If weights have variance $\sigma_w^2$ and inputs have variance $\sigma_x^2$:

$$\text{Var}(y_i) = n_{in} \cdot \sigma_w^2 \cdot \sigma_x^2$$

For variance to stay constant through layers, we need $\sigma_w^2 = \frac{1}{n_{in}}$.

Bad initialization → gradients explode or vanish → training fails.


Assembling a Simple Network

class SimpleMLP(nn.Module):
    def __init__(self, in_dim: int, hidden_dim: int, out_dim: int):
        super().__init__()
        self.layers = nn.Sequential(
            Linear(in_dim, hidden_dim),
            ReLU(),
            Linear(hidden_dim, hidden_dim),
            ReLU(),
            Linear(hidden_dim, out_dim),
        )

    def forward(self, x: t.Tensor) -> t.Tensor:
        return self.layers(x)

# Usage
model = SimpleMLP(784, 128, 10)  # MNIST: 28*28 → 128 → 10 classes
print(f"Parameters: {sum(p.numel() for p in model.parameters()):,}")

The extra_repr Method

Make your modules printable:

class Linear(nn.Module):
    # ... __init__ and forward ...

    def extra_repr(self) -> str:
        return f"in_features={self.in_features}, out_features={self.out_features}, bias={self.bias is not None}"

# Now printing the model is informative:
print(Linear(784, 128))
# Linear(in_features=784, out_features=128, bias=True)

Capstone Connection

Modules in Transformers:

Every transformer is built from modules:

class TransformerBlock(nn.Module):
    def __init__(self, d_model, n_heads):
        super().__init__()
        self.attention = MultiHeadAttention(d_model, n_heads)
        self.mlp = MLP(d_model)
        self.ln1 = LayerNorm(d_model)
        self.ln2 = LayerNorm(d_model)

    def forward(self, x):
        x = x + self.attention(self.ln1(x))
        x = x + self.mlp(self.ln2(x))
        return x

When analyzing sycophancy, you'll look at:

Understanding modules = understanding where to look.


🎓 Tyla's Exercise

  1. Implement Linear without looking at the solution. Verify it produces the same output as nn.Linear (up to numerical precision).

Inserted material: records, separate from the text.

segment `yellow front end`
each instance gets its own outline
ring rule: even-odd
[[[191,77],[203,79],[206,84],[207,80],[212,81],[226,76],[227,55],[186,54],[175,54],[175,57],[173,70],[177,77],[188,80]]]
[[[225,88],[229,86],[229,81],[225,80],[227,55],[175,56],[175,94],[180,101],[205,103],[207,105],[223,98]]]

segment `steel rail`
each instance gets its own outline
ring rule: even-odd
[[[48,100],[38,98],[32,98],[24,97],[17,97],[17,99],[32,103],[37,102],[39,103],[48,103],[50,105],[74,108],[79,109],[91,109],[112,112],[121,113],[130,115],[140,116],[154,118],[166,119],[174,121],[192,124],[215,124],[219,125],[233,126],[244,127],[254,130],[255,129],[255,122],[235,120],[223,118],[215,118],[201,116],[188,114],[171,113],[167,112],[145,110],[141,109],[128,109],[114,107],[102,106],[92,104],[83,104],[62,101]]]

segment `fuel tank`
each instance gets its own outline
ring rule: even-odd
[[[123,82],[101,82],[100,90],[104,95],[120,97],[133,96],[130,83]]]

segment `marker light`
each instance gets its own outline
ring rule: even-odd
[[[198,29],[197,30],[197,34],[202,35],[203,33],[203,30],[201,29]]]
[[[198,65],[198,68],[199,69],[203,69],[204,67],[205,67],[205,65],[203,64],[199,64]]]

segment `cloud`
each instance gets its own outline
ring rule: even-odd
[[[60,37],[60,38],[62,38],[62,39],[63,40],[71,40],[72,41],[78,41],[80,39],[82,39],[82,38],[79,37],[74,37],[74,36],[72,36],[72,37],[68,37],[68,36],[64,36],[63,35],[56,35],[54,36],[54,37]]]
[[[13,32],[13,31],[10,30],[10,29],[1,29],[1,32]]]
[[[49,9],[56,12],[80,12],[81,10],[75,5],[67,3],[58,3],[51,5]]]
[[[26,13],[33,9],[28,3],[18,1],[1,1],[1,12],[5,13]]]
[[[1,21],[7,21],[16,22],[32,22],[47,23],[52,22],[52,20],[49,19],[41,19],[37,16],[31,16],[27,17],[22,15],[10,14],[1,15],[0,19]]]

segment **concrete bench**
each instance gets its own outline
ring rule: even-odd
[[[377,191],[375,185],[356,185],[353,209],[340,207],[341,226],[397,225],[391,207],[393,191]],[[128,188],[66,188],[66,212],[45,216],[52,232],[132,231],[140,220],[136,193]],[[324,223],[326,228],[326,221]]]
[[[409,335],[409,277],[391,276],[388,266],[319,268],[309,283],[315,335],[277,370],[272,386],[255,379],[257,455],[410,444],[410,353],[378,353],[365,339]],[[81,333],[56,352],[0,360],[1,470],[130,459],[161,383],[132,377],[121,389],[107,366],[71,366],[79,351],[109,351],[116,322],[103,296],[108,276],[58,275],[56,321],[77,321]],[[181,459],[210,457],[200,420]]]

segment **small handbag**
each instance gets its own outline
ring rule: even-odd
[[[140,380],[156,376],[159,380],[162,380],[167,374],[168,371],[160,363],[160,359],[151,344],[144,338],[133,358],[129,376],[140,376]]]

  2. Why does PyTorch store weights as (out_features, in_features) instead of (in_features, out_features)?

  3. Derive the Xavier initialization formula: $\frac{\sqrt{6}}{\sqrt{n_{in} + n_{out}}}$


💻 Aaliyah's Exercise

Build and train a simple classifier:

class MNISTClassifier(nn.Module):
    """
    Architecture:
    - Flatten: (batch, 1, 28, 28) → (batch, 784)
    - Linear: 784 → 256
    - ReLU
    - Linear: 256 → 128
    - ReLU
    - Linear: 128 → 10
    """
    pass

# Train it:
def train(model, train_loader, epochs=5):
    """
    Use CrossEntropyLoss and Adam optimizer.
    Print accuracy after each epoch.
    Target: >95% accuracy.
    """
    pass

📚 Maneesha's Reflection

  1. The nn.Module pattern is an example of the "Composite" design pattern. How does this relate to the compositional nature of neural networks?

  2. Initialization is "setting up the student before the lesson." What's the pedagogical equivalent of bad initialization?

  3. Why do you think PyTorch makes parameters() automatic instead of requiring explicit registration?